Ao final da publicação, o governador declara que coloca seu nome à disposição do país. “É com esta convicção, com fé e independência, que coloco meu nome à disposição do país”, escreveu.

Dentro do PSD, Leite disputa espaço com outros dois governadores que também são apontados como presidenciáveis: Ratinho Júnior, do Paraná, e Ronaldo Caiado, de Goiás. O trio busca a preferência do presidente nacional da legenda, Gilberto Kassab, responsável por conduzir o processo de escolha do candidato do partido ao Palácio do Planalto.

A movimentação política inclui uma série de eventos organizados pelo partido. Nesta sexta-feira (6), no sábado (7) e na segunda-feira (9), os três governadores estarão em São Paulo para acompanhar filiações de deputados estaduais paulistas ao PSD.

Em entrevista ao g1 após participar do programa Jornal do Almoço, da RBS TV, na última segunda-feira (2), Leite afirmou que sua trajetória pode ser um diferencial dentro da disputa interna do partido.

“O que considero me dar um diferencial em relação aos meus colegas, pelos quais tenho muito respeito, é justamente a possibilidade de liderar uma candidatura independente, porque não abracei nas eleições de 2022 nem Lula (PT) nem (Jair) Bolsonaro (PL)”, declarou.

O governador também afirmou ser crítico dos dois principais campos políticos que dominam as eleições no país e disse defender um caminho alternativo.

“Me sinto pronto para liderar um projeto nacional de despolarização do país. O Brasil precisa sair dessa polarização radicalizada que coloca brasileiros contra brasileiros”, disse.

Leite ingressou no PSD em maio de 2025, após deixar o PSDB. Quando chegou à legenda comandada por Kassab, Ratinho Júnior já era citado como possível candidato à Presidência. Em janeiro deste ano, Ronaldo Caiado também migrou para o partido, vindo do União Brasil.

Com três nomes colocados na disputa, o PSD deve escolher apenas um candidato para concorrer ao Planalto nas eleições de outubro. Kassab já afirmou anteriormente que não pretende realizar prévias internas para definir o representante do partido.

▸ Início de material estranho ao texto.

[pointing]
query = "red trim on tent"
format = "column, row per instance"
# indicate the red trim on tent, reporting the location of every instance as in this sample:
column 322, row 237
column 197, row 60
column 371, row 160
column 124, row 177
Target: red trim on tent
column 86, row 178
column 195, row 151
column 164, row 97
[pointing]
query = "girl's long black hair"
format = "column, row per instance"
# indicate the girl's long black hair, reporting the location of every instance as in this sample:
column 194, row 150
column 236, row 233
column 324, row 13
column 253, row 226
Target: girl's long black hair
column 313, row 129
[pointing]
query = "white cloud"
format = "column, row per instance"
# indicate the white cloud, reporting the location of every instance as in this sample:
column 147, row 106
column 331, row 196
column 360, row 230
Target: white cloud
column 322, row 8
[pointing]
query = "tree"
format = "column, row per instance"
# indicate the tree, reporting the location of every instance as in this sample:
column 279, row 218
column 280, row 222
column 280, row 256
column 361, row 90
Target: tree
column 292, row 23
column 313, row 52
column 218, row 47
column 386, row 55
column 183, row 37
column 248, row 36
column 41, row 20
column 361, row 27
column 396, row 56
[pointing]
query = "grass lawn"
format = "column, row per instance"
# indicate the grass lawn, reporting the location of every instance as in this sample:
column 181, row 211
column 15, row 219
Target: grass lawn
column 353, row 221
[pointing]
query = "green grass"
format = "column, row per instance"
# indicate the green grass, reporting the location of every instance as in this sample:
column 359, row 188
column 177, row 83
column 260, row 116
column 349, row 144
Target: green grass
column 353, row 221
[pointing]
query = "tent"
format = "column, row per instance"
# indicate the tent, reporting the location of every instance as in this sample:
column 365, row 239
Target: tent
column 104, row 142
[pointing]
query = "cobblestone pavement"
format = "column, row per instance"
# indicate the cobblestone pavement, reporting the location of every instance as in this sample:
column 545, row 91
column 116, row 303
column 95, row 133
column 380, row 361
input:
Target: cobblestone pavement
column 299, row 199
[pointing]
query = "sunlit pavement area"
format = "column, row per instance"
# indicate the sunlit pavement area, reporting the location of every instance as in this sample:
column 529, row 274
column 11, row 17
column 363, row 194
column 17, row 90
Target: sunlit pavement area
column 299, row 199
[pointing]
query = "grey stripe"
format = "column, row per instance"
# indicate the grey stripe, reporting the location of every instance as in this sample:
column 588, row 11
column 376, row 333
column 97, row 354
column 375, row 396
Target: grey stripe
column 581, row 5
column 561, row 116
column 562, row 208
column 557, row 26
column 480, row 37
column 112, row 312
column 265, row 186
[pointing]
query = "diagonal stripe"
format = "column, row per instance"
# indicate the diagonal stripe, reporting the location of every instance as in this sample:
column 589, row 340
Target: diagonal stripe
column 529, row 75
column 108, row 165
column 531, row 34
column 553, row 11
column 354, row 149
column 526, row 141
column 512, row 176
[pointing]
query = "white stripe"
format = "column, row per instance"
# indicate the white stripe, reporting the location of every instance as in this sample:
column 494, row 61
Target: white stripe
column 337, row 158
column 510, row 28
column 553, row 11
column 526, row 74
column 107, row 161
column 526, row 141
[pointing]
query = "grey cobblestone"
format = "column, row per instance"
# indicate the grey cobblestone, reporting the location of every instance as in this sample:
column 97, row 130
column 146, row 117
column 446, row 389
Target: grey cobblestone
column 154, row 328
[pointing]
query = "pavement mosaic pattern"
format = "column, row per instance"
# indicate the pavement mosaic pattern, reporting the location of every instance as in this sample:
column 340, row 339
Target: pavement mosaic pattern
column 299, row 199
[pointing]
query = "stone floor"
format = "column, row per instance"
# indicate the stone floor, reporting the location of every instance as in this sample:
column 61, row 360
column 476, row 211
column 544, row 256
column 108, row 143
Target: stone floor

Apesar disso, Leite ressaltou que a decisão não depende apenas do presidente da sigla.

“É isso que a gente vai intensificar ao longo dessas próximas semanas. Encontros, conversas, diálogos que permitam entender, dentro do contexto político e da percepção do eleitor, qual é o nome que melhor poderá aglutinar um grupo da sociedade brasileira substancial o suficiente para levar essa candidatura ao segundo turno e vencer as eleições”, afirmou.

A expectativa dentro do PSD é definir o nome que representará o partido na disputa presidencial até abril.